Moran, perhaps more than any other painter of his time, was responsible for making Americans aware of their great natural heritage. The enthusiastic response to his pictures of the West, particularly of the Yellowstone and Grand Teton region, were influential in Congress's decision to establish the National Park System in 1872. Moran's western subjects, and late his Venetian scenes, formed the basis of his long and prosperous career, which functioned completely outside the abstract tendencies of modern art.

Born in Bolton, Lancashire, England, Moran moved in 1844 with his family to Philadelphia, where he served an apprenticeship as a wood engraver. In the summer of 1861, after achieving some success in Philadelphia as a painter of romantic land and seascapes, Thomas and his older brother Edward, also a seascape painter, traveled to the British Isles. There Thomas studied and even copied Turner's works. The young painter joined the growing number of artists accompanying government-sponsored expeditions to the Far West. His trip to the Yellowstone in 1871 marked the beginning of Moran's long career painting great Rocky Mountain scenes and western landscapes.

His first journey to the Grand Canyon was in 1873 with John Wesley Powell.
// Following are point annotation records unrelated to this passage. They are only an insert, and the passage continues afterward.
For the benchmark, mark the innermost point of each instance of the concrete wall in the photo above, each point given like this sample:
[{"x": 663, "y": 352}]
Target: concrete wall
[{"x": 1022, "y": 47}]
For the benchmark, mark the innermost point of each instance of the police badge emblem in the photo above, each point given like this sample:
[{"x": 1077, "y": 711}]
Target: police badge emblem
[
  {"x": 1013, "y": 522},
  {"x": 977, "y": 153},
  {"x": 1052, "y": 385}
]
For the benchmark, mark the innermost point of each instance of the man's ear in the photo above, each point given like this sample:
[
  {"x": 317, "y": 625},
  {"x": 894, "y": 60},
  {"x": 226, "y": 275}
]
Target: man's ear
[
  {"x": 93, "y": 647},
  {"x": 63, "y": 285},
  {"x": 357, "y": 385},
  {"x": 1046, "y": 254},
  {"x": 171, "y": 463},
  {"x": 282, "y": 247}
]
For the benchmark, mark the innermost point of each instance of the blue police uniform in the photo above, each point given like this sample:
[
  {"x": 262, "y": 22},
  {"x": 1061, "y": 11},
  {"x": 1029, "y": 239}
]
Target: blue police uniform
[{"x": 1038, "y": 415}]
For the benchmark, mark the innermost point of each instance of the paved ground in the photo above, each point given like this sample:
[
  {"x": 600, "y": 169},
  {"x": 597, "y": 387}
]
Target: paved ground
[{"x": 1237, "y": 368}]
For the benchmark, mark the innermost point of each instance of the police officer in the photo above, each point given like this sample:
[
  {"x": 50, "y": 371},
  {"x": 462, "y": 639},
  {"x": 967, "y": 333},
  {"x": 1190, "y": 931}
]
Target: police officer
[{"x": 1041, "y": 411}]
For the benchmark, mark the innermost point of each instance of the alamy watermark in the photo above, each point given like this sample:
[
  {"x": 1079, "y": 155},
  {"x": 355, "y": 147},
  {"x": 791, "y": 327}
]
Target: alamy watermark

On August 13 he wrote that, after an arduous trek, they had reached the brink and “the whole gorge for miles lay beneath us, and it was by far the most awfully grand and impressive scene that I have ever yet seen.” His painterly fascination with the Canyon continued throughout his life; this scene may have been painted during the winter he spent on the South Rim in 1912–1913, one of his several extended sojourns there.